Through innovation and scientific know-how, we have succeeded in feeding more people more cheaply, but in a way that relies on just a few high-yielding crop varieties and animal breeds while requiring huge amounts of energy. In our desire to create more food, we have covered the planet with a blanket of homogeneity.
As we head into a more turbulent and uncertain future, scientists, governments and the food industry are waking up to the realisation that we all depend on biodiversity – it provides the foundations for food security, for human health and for the health of our planet. With creativity and imagination, we can develop ideas that will transform our food system, repair at least some of the damage we have inflicted, and safeguard the diversity that remains, but we need to act now.
A date that should go down in history as one of the big wake-up calls on the biodiversity crisis is September 23, 2019. On this day, the United Nations held a Climate Action Summit at its headquarters in New York.

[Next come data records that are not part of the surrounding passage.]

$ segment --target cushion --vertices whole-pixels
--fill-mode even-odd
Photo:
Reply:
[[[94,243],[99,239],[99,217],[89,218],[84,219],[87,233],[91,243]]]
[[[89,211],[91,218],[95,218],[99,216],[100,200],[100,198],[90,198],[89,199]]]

Government leaders, corporate CEOs and scientists gathered together to try to find solutions to an emergency. “In the face of worsening climate crisis, practical action needs to shift into a higher gear”, the UN’s Secretary-General António Guterres said at the event’s opening. “This is not a climate talk summit. We have had enough talk; this is not a climate negotiation summit. You don’t negotiate with nature. This is a climate action summit.” The preceding four years had been the four hottest on record, he explained, “and we are starting to see the life-threatening impact of climate change on health… and risks to food security.”
Later that day, summit attendees heard another speech – less reported in the press but equally powerful – that addressed not climate but biodiversity. The speech was remarkable not so much because of its message (warnings about the loss of biodiversity had been issued for many years before), but because of its messenger: it came from some of the major corporations that make up the global food industry.